In R, I have two dataframes, one with full names and one with abbreviated names, I want to dplyr join them to see which one has a flag.
However, it is very hard to get matched names, even when I match last names, there are same last names. I'm giving part of the data as example below.

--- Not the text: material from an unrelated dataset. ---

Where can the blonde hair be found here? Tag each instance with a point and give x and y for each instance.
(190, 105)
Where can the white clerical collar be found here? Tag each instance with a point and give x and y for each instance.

Is there anyway I can efficiently and correctly join these two dataframe without any mismatches?
data_1 like:
Player | Flag |
---|---|
W. Fofana | 1 |
N'Golo Kante | 1 |
Frank Anguissa | 1 |
data_2 like:
Player |
---|
David Datro Fofana |
Wesley Fofana |
N'Golo Kante |
Andre-Frank Zambo Anguissa |
I tried Last name matching:
data_1 <- data_1 %>%
mutate(player = sub('.*\\s', '', player))
data_2 <- data_2 %>%
mutate(player = sub('.*\\s', '', player))
This can match "Andre-Frank Zambo Anguissa" to "Frank Anguissa", but will mismatch W. Fofana and David Datro Fofana.
But if I consider first name, I don't know how to keep cases like "Andre-Frank Zambo Anguissa" and "Frank Anguissa" matched. As that is a quite unique last name, by matching last name I actually can get correct match for it, if involve first name in, I don't think it will work. Any suggestions? Thanks a lot
I tried fuzzyjoin
too, but it's hard to choose a max_dist
that allows all correct match/join.